Orrery: A Living Map of Space

Designing Trust Into a Living Map of Space

Space exploration is one of humanity’s most fascinating stories, yet most people struggle to understand where missions actually are, how they relate to one another, or even how large our solar system truly is.

Mission information is scattered across agency websites, technical documents, news articles, and educational resources. Existing visualizations often simplify reality to improve readability, but in doing so can blur the line between illustration and fact.

I wanted to create a product that could answer a simple question:

“Where is every spacecraft we’ve sent beyond Earth, right now?”

The result became Orrery, an interactive 3D atlas of the solar system that visualizes every active and historical deep-space mission using source-verified data.

The Design Challenge

The biggest challenge was balancing accuracy with comprehension.

A scientifically accurate solar system is difficult to explore.

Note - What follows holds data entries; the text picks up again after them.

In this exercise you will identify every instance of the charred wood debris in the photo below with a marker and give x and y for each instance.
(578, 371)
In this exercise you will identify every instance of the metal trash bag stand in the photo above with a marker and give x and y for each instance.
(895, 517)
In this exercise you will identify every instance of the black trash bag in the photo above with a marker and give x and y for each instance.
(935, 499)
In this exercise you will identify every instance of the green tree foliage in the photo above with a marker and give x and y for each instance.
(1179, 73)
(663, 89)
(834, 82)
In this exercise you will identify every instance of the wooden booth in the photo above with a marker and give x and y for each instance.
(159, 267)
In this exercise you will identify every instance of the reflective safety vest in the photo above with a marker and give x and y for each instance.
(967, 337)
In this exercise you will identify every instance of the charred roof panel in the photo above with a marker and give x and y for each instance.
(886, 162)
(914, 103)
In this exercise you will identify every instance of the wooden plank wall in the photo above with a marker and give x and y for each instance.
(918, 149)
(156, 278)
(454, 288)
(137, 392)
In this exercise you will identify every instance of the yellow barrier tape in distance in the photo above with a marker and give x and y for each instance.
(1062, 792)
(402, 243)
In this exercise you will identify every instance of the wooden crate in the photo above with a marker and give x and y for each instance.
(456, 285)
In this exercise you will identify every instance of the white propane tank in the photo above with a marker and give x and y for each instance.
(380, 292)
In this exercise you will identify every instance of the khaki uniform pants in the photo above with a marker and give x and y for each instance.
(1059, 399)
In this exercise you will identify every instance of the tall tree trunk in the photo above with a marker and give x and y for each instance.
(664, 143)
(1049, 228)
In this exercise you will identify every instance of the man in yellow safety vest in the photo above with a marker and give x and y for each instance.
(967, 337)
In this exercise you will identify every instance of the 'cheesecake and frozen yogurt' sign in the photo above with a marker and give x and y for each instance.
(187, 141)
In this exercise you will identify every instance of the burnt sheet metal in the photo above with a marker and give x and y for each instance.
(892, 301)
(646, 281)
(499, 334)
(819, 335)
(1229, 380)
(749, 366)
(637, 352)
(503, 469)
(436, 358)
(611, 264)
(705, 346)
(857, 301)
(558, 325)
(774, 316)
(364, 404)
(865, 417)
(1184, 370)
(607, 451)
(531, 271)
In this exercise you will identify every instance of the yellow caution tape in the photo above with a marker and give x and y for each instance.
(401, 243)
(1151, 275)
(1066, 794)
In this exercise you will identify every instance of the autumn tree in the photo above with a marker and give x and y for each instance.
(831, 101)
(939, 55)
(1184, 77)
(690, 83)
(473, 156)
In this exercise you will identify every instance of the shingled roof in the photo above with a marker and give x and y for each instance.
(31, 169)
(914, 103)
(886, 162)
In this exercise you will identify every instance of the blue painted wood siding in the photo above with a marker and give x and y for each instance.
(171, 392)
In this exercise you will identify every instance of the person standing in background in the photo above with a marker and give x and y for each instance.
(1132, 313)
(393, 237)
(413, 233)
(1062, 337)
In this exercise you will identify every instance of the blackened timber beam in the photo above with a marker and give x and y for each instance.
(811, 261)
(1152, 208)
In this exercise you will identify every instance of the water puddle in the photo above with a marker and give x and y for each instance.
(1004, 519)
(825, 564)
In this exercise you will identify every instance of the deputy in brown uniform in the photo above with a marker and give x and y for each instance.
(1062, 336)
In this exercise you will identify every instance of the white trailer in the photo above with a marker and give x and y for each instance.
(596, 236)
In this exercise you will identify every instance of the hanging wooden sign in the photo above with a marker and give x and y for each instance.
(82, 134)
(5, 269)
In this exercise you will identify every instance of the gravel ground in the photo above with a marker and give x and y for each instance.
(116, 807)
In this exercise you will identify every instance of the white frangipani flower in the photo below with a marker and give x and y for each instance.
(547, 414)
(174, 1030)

Distances are so vast that planets become tiny points separated by enormous empty spaces. Spacecraft are effectively invisible.

At the same time, educational products depend on trust. If users cannot tell which information is factual, estimated, or simplified, the experience quickly loses credibility.

The core design problem became:

How might we make the scale of space understandable without sacrificing scientific integrity?

Understanding User Needs

Through research into educational tools, astronomy resources, and science communication platforms, three primary user groups emerged:

Curious Explorers

People who want to browse, discover missions, and learn interesting facts without needing technical knowledge.

Students & Educators

Users looking for a visual learning aid that provides context, history, and reliable sourcing.

Enthusiasts & Researchers

People who want deeper mission details, source material, timelines, and accurate positional data.

The experience needed to support all three audiences without overwhelming beginners or limiting advanced users.

Key Product Decisions

Making Scale Understandable

Rather than forcing users into a single visualization mode, I designed multiple scale views.

Users can switch between educationally compressed views that make the solar system explorable and scientifically accurate scale modes that reveal the true distances involved.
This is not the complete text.